Our Trees Still Grow in Dehra
- First edition
- Author: Ruskin Bond
- Language: English
- Genre: Short stories
- Published: 1991
- Publisher: Penguin India
- Publication place: India
- ISBN: 9780140169027
- OCLC: 26361931

= Our Trees Still Grow in Dehra =

Book by Ruskin Bond

Our Trees Still Grow in Dehra is a collection of fourteen semi-autobiographical stories written by Ruskin Bond. The book largely discusses the author's childhood experiences in Dehradun, India, although the setting differs between stories. It was published in 1991. In recognition of this book, Bond was awarded the Sahitya Academy Award in 1992.

== Summaries ==

As this is a publication of several independent short stories, several distinct and largely unrelated plots occur in each.

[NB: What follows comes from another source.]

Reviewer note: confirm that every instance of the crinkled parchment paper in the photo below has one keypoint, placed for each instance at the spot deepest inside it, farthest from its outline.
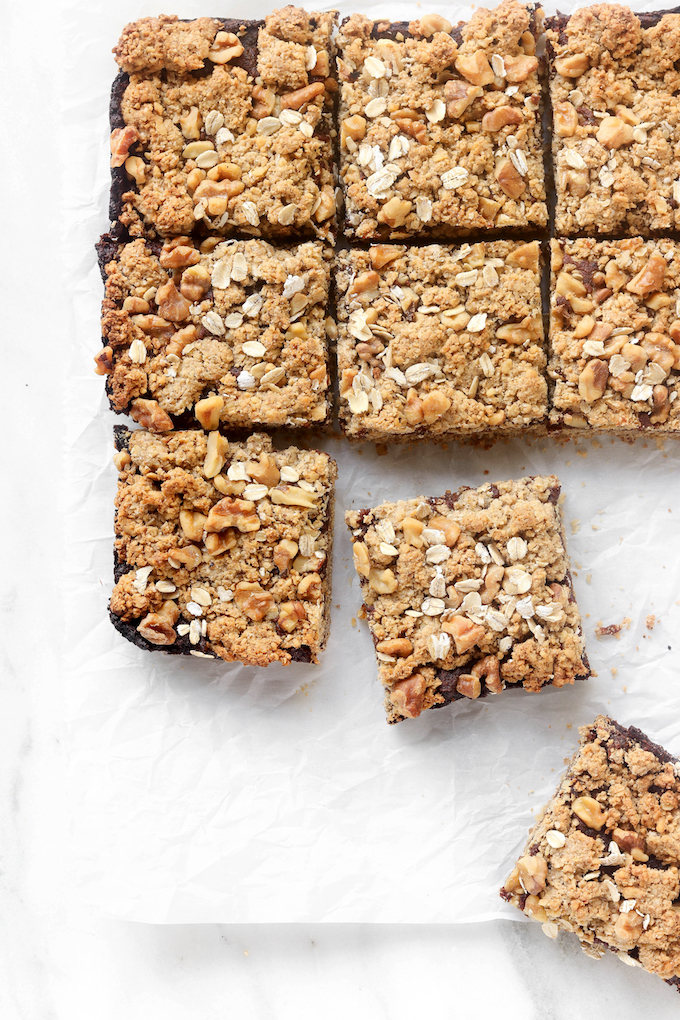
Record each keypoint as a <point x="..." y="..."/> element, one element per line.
<point x="208" y="792"/>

Escape from Java is war fiction about a nine year old boy's escape from the island of Java during the Japanese invasion, sometime during World War II.

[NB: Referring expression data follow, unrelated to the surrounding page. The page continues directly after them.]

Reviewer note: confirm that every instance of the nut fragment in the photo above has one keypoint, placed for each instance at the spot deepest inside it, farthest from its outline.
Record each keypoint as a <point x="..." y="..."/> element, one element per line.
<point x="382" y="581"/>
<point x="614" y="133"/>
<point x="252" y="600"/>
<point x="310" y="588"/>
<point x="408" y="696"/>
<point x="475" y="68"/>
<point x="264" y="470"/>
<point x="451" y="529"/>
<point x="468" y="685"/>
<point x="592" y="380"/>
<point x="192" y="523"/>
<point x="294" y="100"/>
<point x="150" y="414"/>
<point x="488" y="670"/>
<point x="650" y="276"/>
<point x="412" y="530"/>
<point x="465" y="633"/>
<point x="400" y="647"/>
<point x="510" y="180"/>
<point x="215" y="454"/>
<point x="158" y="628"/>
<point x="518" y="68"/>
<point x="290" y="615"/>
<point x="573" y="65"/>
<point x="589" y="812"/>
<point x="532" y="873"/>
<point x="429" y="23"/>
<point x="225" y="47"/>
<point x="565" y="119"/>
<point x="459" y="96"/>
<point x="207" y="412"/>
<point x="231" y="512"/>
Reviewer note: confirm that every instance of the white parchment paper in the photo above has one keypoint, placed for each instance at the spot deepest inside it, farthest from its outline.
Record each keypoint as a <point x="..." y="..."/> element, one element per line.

The Bent-Double Beggar revolves around the narrator's encounter with Genpat, a beggar with a crooked back. He provides a story for what gave him the disability, as well as an assorted collection of proverbial teachings.

Untouchable is a very short account of a ten year old boy's fear of insects and a brief moment of friendship he shares with an "untouchable". Bond wrote this story when he was sixteen.

Calypso Christmas is a story that takes place in London when the author invites an acquaintance from Trinidad to celebrate the holiday with him. Unexpectedly, his guest also brings a lively group of friends and relatives transforming an otherwise bleak holiday into a lively and colorful party.

== Reception ==
As per India Today, "Like Dom Moraes, Bond is completely at ease with British-English idiom: he describes descending train passengers as 'debouching'. Yet his precise and reflective prose is closer to Jim Corbett's in being more homegrown: he speaks of khuds, langurs and rustic Pahadi friends."